I have been reading, thinking, crying, and thinking some more. I have wandered the Internet desert, and tumbled through a vortex of paradox. I have not found peace or useful answers. But I have realized something. It might be important, though I have no idea yet what to do with it.

We are a nation of altruistic assholes.

I gave my vote, my time and my money to the effort to evict George Bush from the White House. I did so despite the knowledge that my own taxes would go up if John Kerry took office. The personal cost was less important than the danger I saw, and truth to tell I felt a teeny bit virtuous about that.

And when the votes were tallied I felt betrayed, because the objects of my largesse – the people who would most benefit from the gift I tried to give – rejected it. I suspect that experience is far from unique.

We on the left tend to assume that the "moral values" voters were just plain stupid. "How can you vote for this plunderer?" we rail.

We know just how little Bush & Co. really care about the fodder units, as George the Elder called them, and how rich the rich are getting by playing bait and switch with red-state morality.

We assume the reason the great unwashed picked their own pockets was that they just didn't get it. But what if they did? What if a substantial percentage of them knew Dubya was going to hurt them economically, but felt they were acting for the common good in trying to stop abortion and gay marriage? What if they truly believe that our blue souls are worth more than their long green?

We would say they were hoodwinked, brainwashed, bamboozled. But we are their mirror image, spitting on their charity as they reject ours. If Kerry had won, my guess is they would have been as ungrateful for their improved economic well-being as I now am for mine.

And there is yet another paradoxical data point: polls tell us that a substantial number of gays voted for Bush, against their clear self-interest, because they were convinced that the war on terror was more important than the loss of their own civil liberties. From where I sit, this is perhaps the most bizarre choice in a season overflowing with them.

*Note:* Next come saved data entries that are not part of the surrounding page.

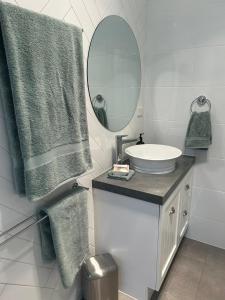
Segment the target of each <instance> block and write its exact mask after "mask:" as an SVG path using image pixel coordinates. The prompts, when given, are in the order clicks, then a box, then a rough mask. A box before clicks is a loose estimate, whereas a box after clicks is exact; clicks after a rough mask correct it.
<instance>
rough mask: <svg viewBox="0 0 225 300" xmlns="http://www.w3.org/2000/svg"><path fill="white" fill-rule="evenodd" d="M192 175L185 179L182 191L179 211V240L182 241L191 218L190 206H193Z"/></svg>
mask: <svg viewBox="0 0 225 300" xmlns="http://www.w3.org/2000/svg"><path fill="white" fill-rule="evenodd" d="M191 182H192V177H191V175H189V176H187V177H186V178H185V179H184V182H183V184H182V187H181V192H180V212H179V229H178V240H179V242H180V241H181V239H182V237H183V236H184V234H185V232H186V230H187V227H188V224H189V218H190V206H191V190H192V189H191Z"/></svg>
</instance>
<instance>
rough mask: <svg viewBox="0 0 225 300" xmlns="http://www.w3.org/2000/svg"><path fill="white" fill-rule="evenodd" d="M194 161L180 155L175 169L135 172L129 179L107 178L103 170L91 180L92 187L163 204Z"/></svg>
mask: <svg viewBox="0 0 225 300" xmlns="http://www.w3.org/2000/svg"><path fill="white" fill-rule="evenodd" d="M194 162H195V158H194V157H192V156H185V155H182V156H181V157H180V158H179V159H178V160H177V165H176V169H175V170H174V171H173V172H171V173H169V174H161V175H150V174H143V173H138V172H135V174H134V176H133V177H132V178H131V179H130V180H129V181H124V180H118V179H111V178H108V177H107V172H105V173H103V174H102V175H100V176H98V177H97V178H95V179H93V180H92V187H93V188H96V189H100V190H104V191H108V192H111V193H115V194H120V195H125V196H129V197H132V198H137V199H140V200H143V201H147V202H151V203H155V204H158V205H163V204H164V203H165V201H166V200H167V199H168V198H169V196H170V195H171V194H172V192H173V191H174V190H175V188H176V187H177V186H178V184H179V183H180V182H181V180H182V179H183V178H184V176H185V175H186V174H187V172H188V171H189V170H190V168H191V167H192V166H193V164H194Z"/></svg>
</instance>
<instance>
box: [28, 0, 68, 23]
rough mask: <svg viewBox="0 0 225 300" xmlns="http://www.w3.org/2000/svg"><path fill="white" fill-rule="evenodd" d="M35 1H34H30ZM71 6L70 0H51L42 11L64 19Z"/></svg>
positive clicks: (47, 3) (42, 12)
mask: <svg viewBox="0 0 225 300" xmlns="http://www.w3.org/2000/svg"><path fill="white" fill-rule="evenodd" d="M30 2H34V1H30ZM70 8H71V5H70V2H69V0H64V1H55V0H49V1H48V2H47V4H46V6H45V7H44V9H42V13H44V14H46V15H48V16H50V17H53V18H57V19H63V17H65V16H66V14H67V13H68V11H69V9H70Z"/></svg>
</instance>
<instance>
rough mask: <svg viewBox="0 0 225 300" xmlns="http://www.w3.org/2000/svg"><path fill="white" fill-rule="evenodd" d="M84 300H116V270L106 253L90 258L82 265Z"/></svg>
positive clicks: (117, 283)
mask: <svg viewBox="0 0 225 300" xmlns="http://www.w3.org/2000/svg"><path fill="white" fill-rule="evenodd" d="M83 296H84V297H83V298H84V299H85V300H118V268H117V265H116V263H115V261H114V259H113V258H112V256H111V255H110V254H108V253H106V254H101V255H96V256H92V257H90V258H89V259H87V260H86V261H85V263H84V265H83Z"/></svg>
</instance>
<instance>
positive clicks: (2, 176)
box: [0, 175, 13, 185]
mask: <svg viewBox="0 0 225 300" xmlns="http://www.w3.org/2000/svg"><path fill="white" fill-rule="evenodd" d="M0 178H2V179H4V180H5V181H7V182H8V183H10V184H12V185H13V182H12V180H10V179H8V178H6V177H4V176H2V175H0Z"/></svg>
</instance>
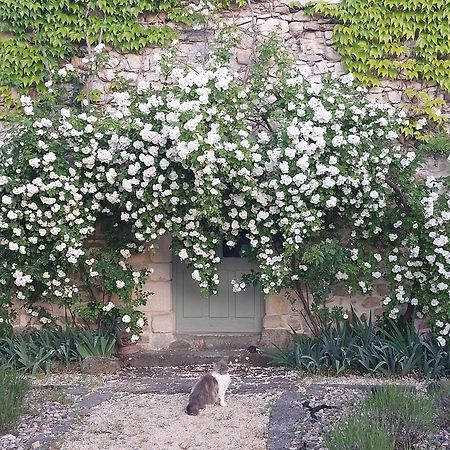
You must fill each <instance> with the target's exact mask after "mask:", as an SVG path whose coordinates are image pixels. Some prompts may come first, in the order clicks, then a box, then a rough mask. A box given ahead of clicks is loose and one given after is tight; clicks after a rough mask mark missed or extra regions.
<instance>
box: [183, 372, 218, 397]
mask: <svg viewBox="0 0 450 450" xmlns="http://www.w3.org/2000/svg"><path fill="white" fill-rule="evenodd" d="M218 390H219V384H218V381H217V380H216V378H215V377H214V376H213V375H212V374H210V373H207V374H206V375H203V376H202V377H201V378H200V380H198V381H197V383H195V385H194V387H193V388H192V391H191V395H190V398H192V397H196V396H201V397H202V398H205V397H206V398H208V399H209V398H213V397H215V395H216V392H217V391H218Z"/></svg>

The ironies are overwhelming. Adam Smith's invisible hand – the belief that if each of us follows our own self interest, some aggregate maximization of welfare happens as if by magic – underpins our market-based economic and political systems. Can a free market function if it is populated by atomistic do-gooders? There are several names for systems in which decisions are made on the basis of judgments about the best interests of others, but capitalism ain't one of them.

I don't know what to make of this. On the one hand, it makes us sound like a nation of errant policy wonks, weighing the common weal from a level of objective disinterest – a picture that seems utterly at odds with reality. On the other, it provides a way to square what people say with what they do that makes them seem a lot less stupid. And it has the reassuring benefit of resting blame on a reliable human failing: all of us who voted against our narrow self-interests are, on some level, guilty of hubris.

If the logic on both sides is the same, the battle is simpler, but far more difficult. The conflict reduces to a war between competing premises. Their premise is awfully simple to explain: "What we want is God's will." Our premises are … well, not so obvious, actually, and not so simple, either. And that is a problem that we will need to solve, and soon.

I am not sure how much value there is in each of Blue and Red saying, as the clich้ villain taunts the hero in so many action films, "We are not so different, you and I." Maybe acknowledging that there are some flawed but noble motives on both sides could help in ratcheting down the level of vitriol. Maybe recognizing that there are similar thought processes driving the Reds (indeed, that there might be the any thought process driving them) could make it easier to find ways to talk, and find a way forward.

Or maybe our hubris condemns us to an eternity of paradox.